Since the last major storm hit New Zealand less than a month ago, there has been an ongoing risk of more powerful storms arriving: temperatures in some parts of the Tasman Sea are up to 7C warmer than usual, storing energy that can be harnessed by any passing storm, making it more powerful.

Yet we are still caught unaware when a storm hits. This week's storm was noticed as early as two weeks ago, by Weather Watch's Philip Duncan.

Keep in mind a weather map 14 days out is highly likely to flip flop - BUT - this is what Jan 29th shows. A tropical cyclone NW of #NZ in a precarious place.

Tomorrow it may not exist in the models. Will keep you posted. NZ has a higher than usual chance of cyclones this year.
Philip Duncan (@PhilipDuncan) January 14, 2018

That the storm would make landfall on the South Island's West Coast – highly unusual in itself, and serious due to the region's extensive issue with coastal erosion – was well known earlier this week, while the nation was obssessing over the heat. That it would hit at high tide, making storm surges far worse, was also known beforehand.

People were evacuating at the height of the storm, and hundreds of people became trapped in choke points where the storm hit. Homes were flooded in small, coastal communities where the inundation problem is already at a tipping point, but where there is no long-term solution in place.

On the northern Buller coast, not far from where this week's storm hit, the community has been debating for many months what to do about the encroaching sea - scientists have said the only long-term solution is for them to move, but there is no pathway for that to happen. There is no EQC-style mechanism for helping coastal communities affected by climate change, despite the country's mayors and the insurance industry pleading for such a mechanism. 

We are getting closer and closer to the point where people will be forced to move; in a place like Granity, that point may have been reached for some residents this week, but there's no obvious way for that to happen. Last year, Granity resident Gavin Sykes said he had no idea what he'd do if the flooding got worse: "I'm 63... what am I meant to do?" he said. "Where am I going to live, in a car or something?"

One of his neighbours, Penny Madden, was struggling, too. "I'd like to sell up and move but who's going to buy it, frankly," she said. "I'm stuck between a rock and a hard place." Her home, unsurprisingly, was damaged this week.

Further south, heavy rain in Dunedin once again exposed the inability of its stormwater system to handle major flooding events, of which this is the third in as many years. South Dunedin is the most exposed community in the country to sea-level rise, with thousands living within 50cm of the mean spring high tide mark. The capacity of the country's infrastructure to handle the impacts of climate change is largely unknown, but is expected to be vulnerable in many places, a topic in which research is underway.
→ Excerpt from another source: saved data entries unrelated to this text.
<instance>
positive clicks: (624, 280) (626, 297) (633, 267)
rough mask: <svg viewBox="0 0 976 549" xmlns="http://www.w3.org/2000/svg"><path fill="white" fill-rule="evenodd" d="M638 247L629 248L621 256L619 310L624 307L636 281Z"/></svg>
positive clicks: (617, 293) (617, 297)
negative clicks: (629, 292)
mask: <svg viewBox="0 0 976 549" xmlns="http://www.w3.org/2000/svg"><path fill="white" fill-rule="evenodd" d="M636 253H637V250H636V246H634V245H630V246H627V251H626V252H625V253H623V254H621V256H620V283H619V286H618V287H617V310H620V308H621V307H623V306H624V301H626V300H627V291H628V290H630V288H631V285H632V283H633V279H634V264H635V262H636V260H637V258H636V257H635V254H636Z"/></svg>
Wild weather is just one piece of the puzzle. Another story this week came from researchers at the University of Otago:  Massive ice fields in the Southern Alps are quickly losing their ice, which comes with a host of other issues. Glacial melt feeds some of the South Island's alpine rivers, and feed the hydro lakes used as a major source of electricity.

"The changes in both the timing and volume of runoff from glaciers and seasonal snow will affect New Zealand's hydro power generation, irrigation, and agriculture in the future . . . water availability is set to become a major issue," researcher Dr Nicolas Cullen said.

The Ministry of Health sent out a warning about the health impacts of warmer temperatures, which it said would increase due to climate change. One person in Christchurch died from a heat-related issue, prompting a warning from the chief coroner.

As extreme weather events become more exaggerated - a phenomenon climate scientists have warned was imminent for some time - the need for adaptation, not just mitigation, has become clear. Climate change is here, and we must live with it.